Missão No Mar Vermelho: um lançamento da Netflix

Por Carlos Caldas
 
Missão no Mar Vermelho (The Red Sea Diving Resort, 2019) do diretor israelense Gideon Raff, é uma produção da Netflix. O filme se baseia em um acontecimento histórico pouco conhecido, apesar de ter se dado em um passado recente: no início dos anos de 1980 o Mossad, o quase infalível serviço secreto israelense, designou alguns agentes para uma tarefa, no mínimo, diferente: resgatar os falashas, os judeus da Etiópia, e levá-los em segurança para Israel.

No século XIX o estudioso judeu Joseph Halevy esteve na Etiópia e conheceu uma população negra que se dizia judia, tinha conhecimento da língua hebraica e vivia de acordo com os princípios da Torá. Eles se diziam descendentes de Salomão e da Rainha de Sabá (1 Rs 10.1-13). Desde 1975 o governo israelense reconhece este grupo como sendo uma “tribo perdida” do antigo povo de Israel.

Com a fome que se instalou na Etiópia em meados dos anos de 1980 milhares de etíopes saíram do país, sendo que muitos eram falasha. Muitos foram para campos de refugiados no vizinho Sudão. Na segunda metade daquela década o governo israelense realizou operações para extrair judeus etíopes do Sudão e levá-los em segurança para Israel. Em 1991 explodiu uma guerra civil na Etiópia, o que forçou um número maior de etíopes a fugir do país. 
 
O filme de Gideon Raff conta a história de como um grupo de experientes agentes do Mossad arrendou um hotel na costa sudanesa para utilizá-lo como cobertura para as operações: a história muito curiosa e inusitada de um hotel “fake” que recebia turistas de verdade, que não imaginavam o que estava acontecendo.

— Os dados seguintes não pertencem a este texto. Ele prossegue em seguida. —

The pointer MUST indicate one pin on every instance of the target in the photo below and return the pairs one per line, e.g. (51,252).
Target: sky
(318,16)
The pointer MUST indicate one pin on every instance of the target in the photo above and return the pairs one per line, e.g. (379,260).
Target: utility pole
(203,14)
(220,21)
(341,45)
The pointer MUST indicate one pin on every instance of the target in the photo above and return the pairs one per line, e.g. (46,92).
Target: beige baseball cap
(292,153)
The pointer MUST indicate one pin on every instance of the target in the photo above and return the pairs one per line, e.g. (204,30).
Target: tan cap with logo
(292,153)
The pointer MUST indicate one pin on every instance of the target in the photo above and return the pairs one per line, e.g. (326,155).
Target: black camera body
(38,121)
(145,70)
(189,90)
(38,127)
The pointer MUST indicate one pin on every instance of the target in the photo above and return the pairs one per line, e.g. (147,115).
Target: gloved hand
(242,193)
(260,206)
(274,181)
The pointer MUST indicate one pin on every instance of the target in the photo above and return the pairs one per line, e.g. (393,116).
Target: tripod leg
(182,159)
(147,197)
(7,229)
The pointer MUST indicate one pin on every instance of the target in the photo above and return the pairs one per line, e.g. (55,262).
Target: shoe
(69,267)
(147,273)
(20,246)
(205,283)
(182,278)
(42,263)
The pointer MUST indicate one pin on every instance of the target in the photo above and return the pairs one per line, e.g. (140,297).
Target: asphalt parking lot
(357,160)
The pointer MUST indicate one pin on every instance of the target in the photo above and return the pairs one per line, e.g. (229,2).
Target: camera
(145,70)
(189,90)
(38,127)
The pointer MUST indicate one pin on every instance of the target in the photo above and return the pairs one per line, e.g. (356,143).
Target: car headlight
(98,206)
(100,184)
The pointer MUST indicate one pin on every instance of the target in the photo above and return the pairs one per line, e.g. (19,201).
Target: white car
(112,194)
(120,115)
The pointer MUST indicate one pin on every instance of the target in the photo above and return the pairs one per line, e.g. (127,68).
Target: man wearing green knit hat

O filme tem nomes de peso em seu elenco: Chris Evans, o Capitão América dos filmes do UCM (Universo Cinematográfico Marvel), bonito e carismático, interpreta Ari Kidron, o líder da equipe de agentes, a bela Halley Bennett é Rachel, a única mulher do grupo (antecipando uma crítica ao filme de Raff, o filme não explora as dificuldades que uma mulher branca ocidentalizada enfrentaria no Sudão dominado por uma ditadura islâmica radical), o veterano ator anglo-indiano Ben Kingsley (um dos poucos atores contemporâneos que confere um grande ar de dignidade a qualquer personagem que interpreta) e Greg Kinnear, um diplomata norte-americano que desconfia dos israelenses, não acredita que eles estejam apenas gerenciando um resort no litoral, e quer a todo custo descobrir o que eles estão de fato fazendo.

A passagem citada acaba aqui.